Geographically weighted regression in Stata

Speaker:  Mark S. Pearce, University of Newcastle upon Tyne

Geographically weighted regression is a method for exploring spatial nonstationarity. Spatial nonstationarity being a condition in which a simple "global" regression model cannot adequately explain the relationships between some sets of variables over a geographical area. Instead, the nature of the model should alter over space to reflect the structure within the data. For example does the risk of disease in relation to a risk factor remain constant across a geographical area, or is the relationship stronger at certain points within the area.
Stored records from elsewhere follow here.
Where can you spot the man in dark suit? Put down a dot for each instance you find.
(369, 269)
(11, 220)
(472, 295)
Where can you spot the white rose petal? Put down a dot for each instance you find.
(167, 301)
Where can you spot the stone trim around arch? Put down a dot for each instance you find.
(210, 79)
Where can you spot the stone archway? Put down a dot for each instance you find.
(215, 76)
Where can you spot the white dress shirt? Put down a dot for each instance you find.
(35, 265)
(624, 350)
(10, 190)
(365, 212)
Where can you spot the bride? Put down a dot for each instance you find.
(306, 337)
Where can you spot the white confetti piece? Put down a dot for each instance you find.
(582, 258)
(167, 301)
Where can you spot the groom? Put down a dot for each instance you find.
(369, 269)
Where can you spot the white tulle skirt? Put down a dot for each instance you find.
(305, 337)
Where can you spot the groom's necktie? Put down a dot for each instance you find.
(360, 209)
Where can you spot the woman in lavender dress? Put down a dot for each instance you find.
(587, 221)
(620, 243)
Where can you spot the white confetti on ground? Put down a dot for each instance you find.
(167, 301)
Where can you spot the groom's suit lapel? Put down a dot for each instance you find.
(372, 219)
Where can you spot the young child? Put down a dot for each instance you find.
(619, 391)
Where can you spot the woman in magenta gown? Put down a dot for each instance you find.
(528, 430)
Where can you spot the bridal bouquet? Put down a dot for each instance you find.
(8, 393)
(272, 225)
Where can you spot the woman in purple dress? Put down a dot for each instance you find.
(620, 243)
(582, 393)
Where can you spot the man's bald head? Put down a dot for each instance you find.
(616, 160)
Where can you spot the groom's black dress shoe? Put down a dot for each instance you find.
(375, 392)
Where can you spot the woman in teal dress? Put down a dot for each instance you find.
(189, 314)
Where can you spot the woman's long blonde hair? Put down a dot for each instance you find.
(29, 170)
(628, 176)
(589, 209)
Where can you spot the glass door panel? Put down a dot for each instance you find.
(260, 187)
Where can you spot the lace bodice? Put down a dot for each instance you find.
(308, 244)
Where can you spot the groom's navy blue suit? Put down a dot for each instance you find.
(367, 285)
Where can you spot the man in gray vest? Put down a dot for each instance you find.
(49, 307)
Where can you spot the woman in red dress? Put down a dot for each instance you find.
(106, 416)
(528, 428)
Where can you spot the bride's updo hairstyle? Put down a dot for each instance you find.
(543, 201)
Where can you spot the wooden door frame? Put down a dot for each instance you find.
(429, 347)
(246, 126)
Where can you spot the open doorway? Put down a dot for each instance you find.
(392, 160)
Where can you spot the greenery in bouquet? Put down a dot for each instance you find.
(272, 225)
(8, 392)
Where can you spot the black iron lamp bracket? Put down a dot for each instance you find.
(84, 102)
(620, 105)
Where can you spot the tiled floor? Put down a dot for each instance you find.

Brunsdon et al. (1996) developed geographically weighted regression, which attempts to capture this spatial variation by calibrating a multiple regression model which allows different relationships between variables to exist at different points in space.

The basic idea of geographically weighted regression is that a regression model is fitted at each point in the data, weighting all observations by a function of distance from that point. This corresponds to the idea that observations sampled near to the observation where the regression is centred have more influence on the resulting regression parameters at that point than observations further away. This then produces a set of parameter estimates at each point in the defined geographical area. These parameter estimates can then be mapped using GIS software to identify where the relationships between variables vary, providing a useful form of exploratory analysis. Using Monte Carlo methods 2 hypothesis tests can be carried out:

  1. that the data may be described by a global model rather than a nonstationary one.
  2. whether individual regression coefficients are stable over geographic space.

I will present how this method can be carried out in Stata using the ado files gwr and gwrgrid which both apply geographically weighted regression to a dataset containing geographical reference points. The only difference between the two ado files being that gwrgrid places a grid over the geographical area and carries out regressions centred at each grid centroid, whereas gwr carries out regressions centred at each point in the data.

The code in these ado files is based on the paper by Brunsdon et al., and a FORTRAN program written by Brunsdon et al., and has been extended to any form of generalized linear model by relying heavily on the existing glm function in Stata.

The technique and programs, and the options included with them, will be demonstrated on the example given by Brunsdon et al. — a ward-level dataset from the 1991 UK census relating car ownership rates to social class and male unemployment in the county of Tyne & Wear in north-east England.

Reference

Brunsdon, C., A. S. Fotheringham, and M. E. Charlton. 1996.
Geographically weighted regression: A method for exploring spatial nonstationarity. Geographical Analysis 28: 281–298.